Зевс это небо, Зевс это земля, Зевс это воздух,
Зевс это Все и то, что существует сверх Всего…
И мы — частички Его…
 
   Он замолчал. А когда на зорьке — копье его Афины Промахос горело, как звезда, возвещая людям новый, радостный, солнечный день, — к нему торопливо с замирающим сердцем вошла Дрозис, он лежал холодный и неподвижный, а на лице его сиял великий покой, как на лике его Юпитера в Олимпии… И Дрозис без звука упала на пыльный каменный пол… Дорион смотрел сквозь слезы на торжественно встающее из-за Евбеи солнце…

XVII. СОФИСТЫ МАЛЕНЬКИЕ

   А кровавая сказка, взаимоистребление всех этих городков-государств, — с акрополя одного города можно было часто видеть акрополь другого, вражеского — неутомимо продолжалась. Немного позднее знаменитый Аристотель в свои труды, которыми до сих пор не устают восхищаться ученые люди, многодумно вписал: «Государству, население которого слишком многочисленно, трудно хорошо управляться, если это только не представляет полной невозможности. По крайней мере, мы не видели, чтобы какое-нибудь государство, система правления которого считается хорошей, позволяло своему населению увеличиваться безгранично». Мы, наоборот, только это и видим, и самый смысл всех этих бесконечных войн это желание присоединить к себе чужие земли с их населением, увеличить тем свою силу, а что касается до того, что государства-уезды управляются лучше государств-гигантов, то история Греции только одно и говорит: управляются они так же отвратительно, как и гиганты, а иногда и хуже. Один английский историк замечательно сказал, что «история Афин это только драма самоуничтожения». Но, видимо, великие мудрецы — я говорю тут об Аристотеле — только тем от мудрецов невеликих и отличаются, что они говорят глупости, особенно великие, или их мудрость делает всякую сказанную ими глупость событием исключительной важности, для изучения которого нужны особые кафедры в университетах.
   Итак, прекрасно управляемые государства-лилипуты продолжали взаимоистребление с самым отменным усердием, а так как человек это существо, как говорится, разумное, — так уверял Сократ — то все эти воители, от стратегов до самого последнего обозного и до их историков, то и дело беспрерывно придумывали всякие большею частью очень жалкие софизмы, чтобы оправдать глупости уже совершенные и тем дать себе силу делать их и дальше.
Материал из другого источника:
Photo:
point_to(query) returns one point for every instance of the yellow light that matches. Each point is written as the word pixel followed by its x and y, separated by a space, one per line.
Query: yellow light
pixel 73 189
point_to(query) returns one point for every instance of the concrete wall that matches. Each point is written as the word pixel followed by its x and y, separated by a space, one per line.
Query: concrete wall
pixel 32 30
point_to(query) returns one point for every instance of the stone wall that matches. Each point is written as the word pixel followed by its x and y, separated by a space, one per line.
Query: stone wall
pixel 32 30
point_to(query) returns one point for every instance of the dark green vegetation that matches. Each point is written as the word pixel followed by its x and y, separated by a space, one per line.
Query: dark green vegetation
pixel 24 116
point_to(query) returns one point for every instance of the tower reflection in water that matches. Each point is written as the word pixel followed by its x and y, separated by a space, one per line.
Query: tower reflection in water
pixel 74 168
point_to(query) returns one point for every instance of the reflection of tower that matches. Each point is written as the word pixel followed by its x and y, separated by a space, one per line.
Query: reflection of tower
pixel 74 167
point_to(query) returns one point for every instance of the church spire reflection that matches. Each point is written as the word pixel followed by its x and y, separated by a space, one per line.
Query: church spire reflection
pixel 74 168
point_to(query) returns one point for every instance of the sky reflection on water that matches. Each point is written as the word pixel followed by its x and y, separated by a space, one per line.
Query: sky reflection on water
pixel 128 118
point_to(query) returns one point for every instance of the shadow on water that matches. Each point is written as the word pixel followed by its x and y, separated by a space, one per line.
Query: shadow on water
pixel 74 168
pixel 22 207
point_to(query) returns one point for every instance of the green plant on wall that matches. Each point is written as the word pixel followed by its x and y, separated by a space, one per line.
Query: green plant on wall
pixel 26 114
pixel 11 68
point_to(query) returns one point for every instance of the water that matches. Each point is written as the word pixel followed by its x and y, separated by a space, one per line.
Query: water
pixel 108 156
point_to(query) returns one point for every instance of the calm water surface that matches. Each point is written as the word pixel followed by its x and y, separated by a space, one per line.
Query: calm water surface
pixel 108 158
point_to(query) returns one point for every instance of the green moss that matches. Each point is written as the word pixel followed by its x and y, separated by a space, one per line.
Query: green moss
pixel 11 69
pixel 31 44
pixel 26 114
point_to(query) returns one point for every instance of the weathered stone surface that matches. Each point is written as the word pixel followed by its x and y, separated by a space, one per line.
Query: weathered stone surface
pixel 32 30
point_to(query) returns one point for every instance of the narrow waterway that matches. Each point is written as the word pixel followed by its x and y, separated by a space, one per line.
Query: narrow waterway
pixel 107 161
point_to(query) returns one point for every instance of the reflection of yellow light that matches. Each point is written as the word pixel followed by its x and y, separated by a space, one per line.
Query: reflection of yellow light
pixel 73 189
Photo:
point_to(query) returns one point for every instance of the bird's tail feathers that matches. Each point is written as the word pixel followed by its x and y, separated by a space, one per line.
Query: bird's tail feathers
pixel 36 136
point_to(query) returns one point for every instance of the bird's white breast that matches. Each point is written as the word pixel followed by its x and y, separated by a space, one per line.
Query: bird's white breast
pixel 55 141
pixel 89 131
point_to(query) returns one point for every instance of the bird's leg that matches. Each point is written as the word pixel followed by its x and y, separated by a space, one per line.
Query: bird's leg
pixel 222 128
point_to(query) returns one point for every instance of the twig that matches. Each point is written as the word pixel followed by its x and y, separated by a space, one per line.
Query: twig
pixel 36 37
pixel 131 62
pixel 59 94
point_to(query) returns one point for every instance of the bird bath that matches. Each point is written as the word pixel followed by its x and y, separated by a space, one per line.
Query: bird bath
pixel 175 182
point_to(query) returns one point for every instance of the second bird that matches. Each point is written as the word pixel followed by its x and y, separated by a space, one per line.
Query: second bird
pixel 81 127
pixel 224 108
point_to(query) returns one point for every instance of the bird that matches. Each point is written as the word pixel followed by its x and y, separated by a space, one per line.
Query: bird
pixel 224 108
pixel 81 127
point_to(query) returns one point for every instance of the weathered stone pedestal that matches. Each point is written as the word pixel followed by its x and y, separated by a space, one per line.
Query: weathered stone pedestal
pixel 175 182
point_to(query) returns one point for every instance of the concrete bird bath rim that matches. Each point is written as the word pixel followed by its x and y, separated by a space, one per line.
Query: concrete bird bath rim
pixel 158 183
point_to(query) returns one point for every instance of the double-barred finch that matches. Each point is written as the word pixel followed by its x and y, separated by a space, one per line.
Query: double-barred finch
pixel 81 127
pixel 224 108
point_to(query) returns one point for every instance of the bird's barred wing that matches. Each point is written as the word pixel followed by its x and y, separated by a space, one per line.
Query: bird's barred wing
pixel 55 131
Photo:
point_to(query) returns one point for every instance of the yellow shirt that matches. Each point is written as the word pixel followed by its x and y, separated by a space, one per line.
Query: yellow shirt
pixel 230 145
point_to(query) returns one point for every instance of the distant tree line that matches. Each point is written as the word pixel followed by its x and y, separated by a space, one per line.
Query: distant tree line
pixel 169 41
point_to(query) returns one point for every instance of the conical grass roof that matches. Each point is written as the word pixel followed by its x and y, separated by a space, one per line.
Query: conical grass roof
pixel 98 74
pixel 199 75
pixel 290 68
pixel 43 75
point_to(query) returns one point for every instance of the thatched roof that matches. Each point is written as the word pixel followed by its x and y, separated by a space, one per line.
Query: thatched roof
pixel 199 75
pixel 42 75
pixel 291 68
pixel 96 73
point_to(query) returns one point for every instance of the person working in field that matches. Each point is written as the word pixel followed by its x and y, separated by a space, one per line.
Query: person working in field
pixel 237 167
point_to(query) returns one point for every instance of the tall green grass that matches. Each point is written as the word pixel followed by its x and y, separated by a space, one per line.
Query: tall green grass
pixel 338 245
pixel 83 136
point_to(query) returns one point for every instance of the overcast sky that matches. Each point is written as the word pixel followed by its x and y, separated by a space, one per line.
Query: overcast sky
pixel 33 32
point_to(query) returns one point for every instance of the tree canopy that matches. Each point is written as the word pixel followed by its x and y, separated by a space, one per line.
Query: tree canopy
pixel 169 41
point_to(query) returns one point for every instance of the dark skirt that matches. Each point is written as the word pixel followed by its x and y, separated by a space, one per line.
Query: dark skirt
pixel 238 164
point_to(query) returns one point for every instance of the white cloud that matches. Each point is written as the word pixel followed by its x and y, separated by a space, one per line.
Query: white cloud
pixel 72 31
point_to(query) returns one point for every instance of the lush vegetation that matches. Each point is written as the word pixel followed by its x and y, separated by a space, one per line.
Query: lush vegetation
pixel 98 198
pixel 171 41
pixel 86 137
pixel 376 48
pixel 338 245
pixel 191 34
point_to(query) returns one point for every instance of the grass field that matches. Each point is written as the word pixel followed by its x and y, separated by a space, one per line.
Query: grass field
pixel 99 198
Если совсем недавно человечество европейское придумывало, что оно дерется за право, справедливость, цивилизацию, свободу и пр., то говорили все эти глупости одинаково, как немцы, так и их противники, и как немцы, так и их противники усердно молили Господа стать непременно на сторону их, безупречных рыцарей против стреляющих в них негодяев и вандалов. В те же времена, две с половиной тысячи лет тому назад, жрецы точно так же молили бессмертных — они с тех пор успели помереть — богов покарать противников их племени и кричали всюду, где кричать только было можно, что иго Афин нестерпимо. Это было справедливо, но тут упускалось из виду только то, что эти крикуны только того и хотели, чтобы стать на место насильнических Афин и, в свою очередь, согнуть всех в бараний рог. Другие, наоборот, пышно декламировали, что Афины — это золотой цветок, что только демократия даст народам желанную свободу, и в доказательство этому они гордо указывали на яркую звезду, горевшую на конце копья Афины Промахос, сражающейся в первых рядах. И покричав сколько полагается, одурив себя своими же собственными глупыми словами, все более или менее бойко устремлялись в бой — за цивилизацию, демократию, свободу морей и всяческую другую свободу, за золото, спрятанное в опидоме Парфенона, за возможность набрать побольше рабов, а тех, которые упирались выступить на защиту всех этих прекрасных вещей, подгоняли в славный бой — тогда плетьми, а века спустя — пулеметами. И, конечно, опять и опять словами: человек прирожденный софист, и выдумкам своим он всегда верит больше, чем даже собственным богам, хотя, впрочем, и его боги тоже только очень неудачная выдумка его, маленького софиста с очень вертлявым языком.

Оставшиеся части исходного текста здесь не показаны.